Worse, Batman had done this joke, and better, in its 1966
premiere. So the milk joke isn’t even original.
Perhaps
the campies aspect of the film involves the atrocious soundtrack. The movie is scored to the work of John
Phillip Sousa (1854 – 1932), the “American March King.” Rightly or wrongly, Sousa’s marches have
become synonymous with Americana, Fourth of July parades and firework displays,
with the very archetype of patriotism itself. To score Savage’s silly
adventures to this kind of stereotypical “American” march is to say,
essentially, that one is mocking that value.
I
have nothing against mocking patriotism, if that’s your game. I can’t pass judgment on that or you. For me as a film critic, the question comes
back to, again, the sense of distance created by the adapters, and whether that
distance serves the interest of the
character being adapted. In the case
of Doc Savage, I would say that it
rather definitively does not serve the character. The choice of soundtrack music essentially
turns all action scenes -- no matter how brilliantly vetted in terms of stunts
and visuals -- into nothing more than grotesque, unfunny parody.
Why
do I feel that the character Savage is not well-served by this approach? Consider that all five of Savage’s “merry
men” are important, philosophically not in terms of raw strength or athleticism,
or even super powers.
Indeed,
one is a legal genius, one is a chemist, one is a globe-hopping engineer, one
is an archaeologist and one is an electrical wizard. Throw in Savage -- both a man of action and also a surgeon, for example – and consider
the group’s original context: post-World War I.
These
men survived the first technological war in human history, but a war – like all
war – spawned by irrationality and passion.

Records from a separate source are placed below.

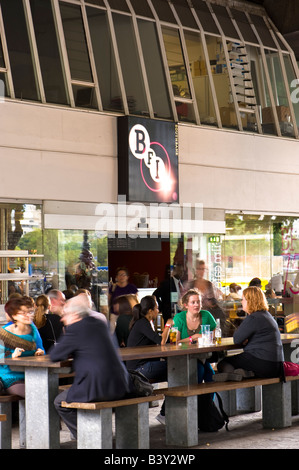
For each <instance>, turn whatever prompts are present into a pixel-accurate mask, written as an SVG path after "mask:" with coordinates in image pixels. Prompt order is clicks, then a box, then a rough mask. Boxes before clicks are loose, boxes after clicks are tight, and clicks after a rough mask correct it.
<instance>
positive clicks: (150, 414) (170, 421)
mask: <svg viewBox="0 0 299 470" xmlns="http://www.w3.org/2000/svg"><path fill="white" fill-rule="evenodd" d="M296 338H298V335H282V343H283V346H284V351H285V356H286V357H289V355H290V345H291V342H292V341H293V340H294V339H296ZM215 350H218V352H220V351H230V353H234V352H236V351H238V350H237V345H234V343H233V341H232V338H224V339H223V340H222V343H221V345H215V344H212V345H210V346H201V347H199V346H198V345H197V344H196V345H191V344H190V345H187V346H184V347H182V345H170V344H168V345H165V346H153V347H151V346H148V347H141V348H125V349H123V350H121V354H122V358H123V359H127V358H133V357H136V356H137V355H140V354H143V355H145V356H147V357H158V356H162V357H167V360H168V377H169V379H168V387H167V388H166V387H163V388H157V389H155V390H154V392H153V395H152V396H149V397H138V398H130V399H123V400H118V401H111V402H98V403H68V404H66V403H65V404H62V406H66V407H70V408H77V409H78V438H77V441H76V442H72V445H71V447H72V448H77V449H84V448H85V449H92V448H95V449H113V448H115V449H152V448H153V447H152V445H153V444H152V437H151V436H152V434H151V429H152V428H153V426H158V427H161V428H163V431H164V433H163V439H161V441H160V444H159V445H161V446H162V448H197V447H198V445H200V434H201V432H198V428H197V413H196V412H195V411H196V409H197V396H198V395H201V394H207V393H214V392H228V393H232V394H233V393H234V392H235V391H240V390H241V391H242V390H246V391H248V390H250V389H252V390H253V391H254V390H256V389H259V388H260V387H261V396H262V400H261V411H259V410H258V409H257V410H256V409H255V410H254V413H253V414H255V413H256V411H257V412H259V413H260V415H259V425H260V427H261V429H264V430H265V431H266V430H278V429H281V430H283V429H289V428H290V427H291V426H292V421H293V419H294V418H293V417H292V415H294V414H298V411H299V410H298V379H299V376H293V377H286V379H285V382H283V381H281V380H280V379H279V378H270V379H266V378H265V379H258V378H248V379H243V380H241V381H227V382H211V383H201V384H195V383H192V380H191V382H190V380H189V379H190V377H192V369H193V367H194V365H195V363H196V360H197V358H198V357H208V356H209V355H210V354H211V352H212V351H215ZM7 361H8V363H9V364H10V367H15V368H17V369H19V370H22V369H23V370H24V371H25V383H26V390H27V391H28V396H29V397H30V402H29V400H25V407H24V400H19V408H20V418H19V426H18V427H19V443H18V444H16V438H15V437H13V434H14V433H15V429H14V427H12V426H11V416H12V413H11V405H12V403H13V402H14V401H18V397H13V396H12V397H7V396H1V397H0V404H1V408H0V414H1V416H2V414H3V415H6V416H7V417H8V418H9V419H8V420H6V421H2V422H0V436H1V441H0V442H1V448H20V447H26V448H28V449H30V448H31V449H38V448H39V449H46V448H47V449H55V448H56V449H58V448H61V445H62V442H61V439H60V434H61V424H60V422H59V420H58V419H57V418H58V416H57V414H56V412H55V409H54V407H53V403H51V400H49V398H50V397H52V396H55V393H56V392H55V390H56V391H57V390H58V387H59V375H60V374H62V375H65V374H67V373H68V372H69V371H70V366H71V361H64V362H62V363H53V362H51V361H50V360H49V358H48V357H47V356H42V357H33V358H32V357H31V358H30V357H27V358H16V359H9V360H7ZM41 377H43V380H41ZM26 381H27V382H26ZM175 382H176V383H175ZM37 384H39V386H37ZM163 385H164V384H163ZM165 385H167V383H166V384H165ZM41 397H43V398H44V399H41ZM164 398H165V399H166V420H165V426H163V425H161V424H159V423H158V422H156V423H155V422H154V424H153V420H152V419H151V416H152V414H153V410H154V413H155V415H157V409H155V408H150V407H149V404H150V402H157V401H159V402H161V401H162V400H163V399H164ZM26 401H27V403H26ZM32 402H33V403H39V406H38V407H37V406H35V407H32ZM257 408H258V407H257ZM190 410H192V412H191V413H190ZM24 413H25V415H26V425H25V423H24ZM228 414H229V412H228ZM234 414H235V416H234V417H233V418H232V419H235V418H236V417H237V416H238V411H235V413H234ZM241 414H242V416H250V415H251V414H252V413H249V412H248V411H247V413H246V414H244V411H240V415H241ZM46 417H48V419H45V418H46ZM178 417H179V419H178ZM244 422H245V421H244ZM40 423H42V425H41V426H40V425H39V424H40ZM245 427H246V426H245ZM24 429H26V431H24ZM229 429H230V431H233V430H234V424H233V421H231V419H230V424H229ZM169 430H171V432H169ZM24 432H25V434H24ZM222 432H223V431H222V430H221V433H222ZM212 434H213V435H216V437H217V435H218V433H211V435H212ZM13 441H14V442H13ZM15 446H17V447H15Z"/></svg>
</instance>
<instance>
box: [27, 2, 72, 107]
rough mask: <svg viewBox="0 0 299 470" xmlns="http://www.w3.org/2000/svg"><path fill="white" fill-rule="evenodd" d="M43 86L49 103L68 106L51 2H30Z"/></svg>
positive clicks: (46, 99)
mask: <svg viewBox="0 0 299 470" xmlns="http://www.w3.org/2000/svg"><path fill="white" fill-rule="evenodd" d="M30 5H31V13H32V19H33V24H34V30H35V37H36V43H37V48H38V55H39V61H40V66H41V72H42V77H43V84H44V89H45V94H46V101H47V102H48V103H59V104H68V102H67V97H66V91H65V85H64V78H63V71H62V66H61V60H60V52H59V48H58V43H57V37H56V30H55V24H54V19H53V13H52V7H51V2H50V0H30Z"/></svg>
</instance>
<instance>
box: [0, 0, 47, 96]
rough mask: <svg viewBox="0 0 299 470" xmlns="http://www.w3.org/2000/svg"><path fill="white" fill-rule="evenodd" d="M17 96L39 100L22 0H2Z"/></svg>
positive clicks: (5, 23)
mask: <svg viewBox="0 0 299 470" xmlns="http://www.w3.org/2000/svg"><path fill="white" fill-rule="evenodd" d="M1 9H2V14H3V21H4V25H5V33H6V42H7V47H8V54H9V60H10V66H11V72H12V78H13V84H14V91H15V96H16V98H19V99H25V100H34V101H39V100H40V99H39V96H38V93H37V85H36V76H35V73H34V68H33V62H32V57H31V47H30V41H29V38H28V31H27V26H26V19H25V14H24V7H23V2H22V0H15V1H14V2H12V1H11V0H1Z"/></svg>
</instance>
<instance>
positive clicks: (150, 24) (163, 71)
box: [138, 20, 173, 119]
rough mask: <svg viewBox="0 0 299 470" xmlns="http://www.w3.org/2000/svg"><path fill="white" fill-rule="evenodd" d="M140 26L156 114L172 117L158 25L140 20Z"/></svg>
mask: <svg viewBox="0 0 299 470" xmlns="http://www.w3.org/2000/svg"><path fill="white" fill-rule="evenodd" d="M138 27H139V34H140V40H141V44H142V51H143V57H144V62H145V67H146V73H147V79H148V83H149V88H150V92H151V99H152V104H153V109H154V114H155V116H156V117H159V118H164V119H172V118H173V116H172V111H171V105H170V100H169V92H168V89H167V83H166V78H165V70H164V67H163V61H162V57H161V52H160V47H159V41H158V36H157V31H156V26H155V24H154V23H152V22H150V21H145V20H138Z"/></svg>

Their quality or importance as characters arises from the fact they are
a modern, rational group of adventures, dependent on science, the law,
medicine, and other intellectual ideas…not emotions or super abilities. In 1975, the world certainly could have used
such an example; the idea that being a superhero meant rationality and intelligence. But the movie completely fails to deliver on
the original meaning of the characters it depicts. Instead, Doc Savage makes a mockery of these
avatars of reason, and fails to note why, as a team, they represent something,
anything of importance.
Some
of the camp touches in Doc Savage are also downright
baffling, rather than funny. One villain sleeps in what appears to be a giant
cradle, and is rocked to sleep. The
movie never establishes a reason -- even
a camp one -- for this preference.
Although
it is great to see Pamela Hensley -- Buck Rogers’ Princess Ardala -- in
the film, I can think of almost no reason for anyone to re-visit Doc
Savage. Who, precisely is this
film made for? Fans of the pulps would
be horrified at the tone of the material, and those who didn’t know the
character before the film certainly would not come away from the film liking
him.
In
1984, The Adventures of Buckaroo Banzai successfully captured what
was funny about characters like Doc, while at the same time functioning as an
earnest adventure. Indeed, though I
often complain about all the doom and gloom superhero movies of today, and what
a boring drag they are, they are, as I have often written, a valid response to
the era of Camp.
What
is needed for the genre now, I think, is some kind of judicious middle
ground. The humorless, joyless,
mechanical, special-effects laden superhero movies of today are a drag on the
soul (and the patience), and yet I am so
glad to be rid of the mocking humiliation of high camp.
At
either extreme -- camp or angst -- the superhero film formula proves almost immediately
tiring and unworkable, it often seems.